In the beginning, we were part of a team of six friends at university, most of us working together on the school paper, all facing a post-graduation world—like today's—of dim job prospects. So when esteemed journalist and professor Stephen Kimber planted (or didn't, see page 5) the idea of a new publication for Halifax, we were immediately sold. The rest of the school year was punctuated with planning sessions for a launch in the summer of 1993. Ours was a group full of journalistic nerds from all over the place, who gravitated to the sensibility of alternative weeklies and collected examples we came across in other cities, papers like New York's Village Voice and its scores of spirited progeny. Before we knew its name, we knew The Coast would be that sort of publication. Our entire business case was a gut feeling: Halifax is so awesome, it deserves an alternative paper of its own.
Before 1993, Halifax's awesomeness was not a matter of public record.
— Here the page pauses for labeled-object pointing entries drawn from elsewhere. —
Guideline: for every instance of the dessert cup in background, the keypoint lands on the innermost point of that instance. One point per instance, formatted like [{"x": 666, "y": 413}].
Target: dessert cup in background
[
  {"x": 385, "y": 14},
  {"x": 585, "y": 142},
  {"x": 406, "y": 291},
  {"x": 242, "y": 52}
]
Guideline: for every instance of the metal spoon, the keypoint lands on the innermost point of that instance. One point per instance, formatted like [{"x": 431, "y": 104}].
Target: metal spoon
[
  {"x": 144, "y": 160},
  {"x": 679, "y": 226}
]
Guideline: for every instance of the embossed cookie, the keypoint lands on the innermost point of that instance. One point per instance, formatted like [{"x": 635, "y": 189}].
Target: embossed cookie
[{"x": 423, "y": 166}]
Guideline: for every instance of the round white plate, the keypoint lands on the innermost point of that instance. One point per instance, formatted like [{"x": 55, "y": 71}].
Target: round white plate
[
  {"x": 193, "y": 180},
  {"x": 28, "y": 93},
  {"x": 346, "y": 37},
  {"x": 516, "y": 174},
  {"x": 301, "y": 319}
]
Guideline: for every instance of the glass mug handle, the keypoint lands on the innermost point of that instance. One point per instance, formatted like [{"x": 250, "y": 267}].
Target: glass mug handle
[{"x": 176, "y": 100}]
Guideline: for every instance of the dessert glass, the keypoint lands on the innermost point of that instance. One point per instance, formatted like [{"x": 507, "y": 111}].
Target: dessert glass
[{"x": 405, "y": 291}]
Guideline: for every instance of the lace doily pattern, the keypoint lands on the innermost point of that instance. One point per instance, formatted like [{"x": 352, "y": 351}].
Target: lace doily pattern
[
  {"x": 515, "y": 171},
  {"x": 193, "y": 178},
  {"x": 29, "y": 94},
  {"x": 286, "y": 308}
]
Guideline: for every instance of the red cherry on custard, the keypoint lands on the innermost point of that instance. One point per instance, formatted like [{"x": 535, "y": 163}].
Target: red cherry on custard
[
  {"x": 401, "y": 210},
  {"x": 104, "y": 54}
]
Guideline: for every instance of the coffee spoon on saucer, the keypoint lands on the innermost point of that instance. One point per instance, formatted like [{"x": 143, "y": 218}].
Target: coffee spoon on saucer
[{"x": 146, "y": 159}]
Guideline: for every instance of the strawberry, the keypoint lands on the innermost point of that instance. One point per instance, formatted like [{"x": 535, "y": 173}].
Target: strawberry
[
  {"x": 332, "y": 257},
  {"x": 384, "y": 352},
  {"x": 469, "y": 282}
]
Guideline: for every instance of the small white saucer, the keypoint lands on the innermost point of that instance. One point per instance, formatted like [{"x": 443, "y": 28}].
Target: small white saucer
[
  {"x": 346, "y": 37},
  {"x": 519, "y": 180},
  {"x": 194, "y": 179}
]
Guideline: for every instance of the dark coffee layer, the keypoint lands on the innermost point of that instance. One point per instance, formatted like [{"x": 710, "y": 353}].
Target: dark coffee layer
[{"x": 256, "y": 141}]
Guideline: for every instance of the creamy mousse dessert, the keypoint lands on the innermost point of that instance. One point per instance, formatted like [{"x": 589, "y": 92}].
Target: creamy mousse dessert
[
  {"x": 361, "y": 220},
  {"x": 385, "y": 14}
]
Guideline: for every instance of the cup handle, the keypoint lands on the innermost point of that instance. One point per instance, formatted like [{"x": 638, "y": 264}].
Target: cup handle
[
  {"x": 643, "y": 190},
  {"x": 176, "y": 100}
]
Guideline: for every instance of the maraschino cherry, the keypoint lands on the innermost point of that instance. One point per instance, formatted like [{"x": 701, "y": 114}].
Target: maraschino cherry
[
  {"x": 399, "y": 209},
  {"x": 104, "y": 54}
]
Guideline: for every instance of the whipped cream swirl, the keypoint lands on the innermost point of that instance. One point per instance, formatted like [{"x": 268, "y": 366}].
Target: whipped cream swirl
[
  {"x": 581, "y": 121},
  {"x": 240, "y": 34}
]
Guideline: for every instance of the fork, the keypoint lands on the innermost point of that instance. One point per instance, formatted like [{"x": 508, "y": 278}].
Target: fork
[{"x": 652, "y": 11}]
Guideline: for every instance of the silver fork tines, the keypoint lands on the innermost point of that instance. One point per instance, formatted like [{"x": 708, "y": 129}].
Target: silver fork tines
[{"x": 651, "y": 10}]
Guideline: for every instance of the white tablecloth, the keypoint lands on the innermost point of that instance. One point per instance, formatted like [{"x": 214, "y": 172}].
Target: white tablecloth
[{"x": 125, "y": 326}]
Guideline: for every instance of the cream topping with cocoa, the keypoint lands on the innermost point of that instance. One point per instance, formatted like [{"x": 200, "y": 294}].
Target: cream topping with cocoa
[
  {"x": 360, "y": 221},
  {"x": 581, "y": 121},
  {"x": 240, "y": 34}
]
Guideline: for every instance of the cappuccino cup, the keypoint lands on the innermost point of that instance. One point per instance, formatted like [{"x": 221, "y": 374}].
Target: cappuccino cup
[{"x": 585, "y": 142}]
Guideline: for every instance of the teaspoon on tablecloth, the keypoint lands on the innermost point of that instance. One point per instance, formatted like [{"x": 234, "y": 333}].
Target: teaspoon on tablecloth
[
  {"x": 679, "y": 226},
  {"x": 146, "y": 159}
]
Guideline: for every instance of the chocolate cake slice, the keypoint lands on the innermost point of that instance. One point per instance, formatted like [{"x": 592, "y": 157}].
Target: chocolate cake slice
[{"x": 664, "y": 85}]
At least not in Halifax. The ruling establishment managed to actively ignore wave after wave of interesting energy, dispersing rather than riding it. NSCAD had a period in the 1970s when it was internationally admired as an innovation centre, although locally, denizens of the art college were invisible next to Dalhousie U's doctors and lawyers and chemists. In the '80s, after an intense search for the best place in North America, Shambhala Buddhists found it in Nova Scotia and loads of great people immigrated to Halifax. "But," the establishment scoffed, "there is no 'Buddhist' in WASP."
And while the world tuned in to Halifax music in the '90s (see page 27), much of the city turned a deaf ear. This was a formative time for us, because we saw first-hand the glaring distance between what Halifax's media reported, and what was happening in the city. That gap would be The Coast's market niche.
The progressive elements of Halifax had indeed been marginalized—ignored and scattered to the outskirts of the city's official story. But we believed in the potential to unite the periphery. The Coast could be a catalyst helping Halifax's progressive community to coalesce, like a hub giving shape to its wheel. This is an important, albeit neglected, newspaper role. As Robin Metcalfe, one of our city's original "Innovators & Instigators," says on page 14: "It helps you believe that you're real if you can see your own image reflected in media."
The Coast's highest ambition is to be a community newspaper. It is a bulletin board for our community, and also a watchdog, a cheerleader, an archive, a critic. From that first issue in 1993, The Coast's community has grown to include one out of every five Haligonians. This community lives at the heart of the new Halifax. And the establishment is aware that its position is changing.
The Coast's 20th anniversary is a community accomplishment. As such we're not just considering The Coast in this issue, but paying tribute to The New Halifax and its long-serving leaders, too. (And we'll be profiling more Innovators & Instigators throughout the anniversary year.) To thank you for being part of it all, you're invited to the birthday party, Friday, May 31, 7pm at Waterfront Warehouse. Our community has earned a chance to celebrate.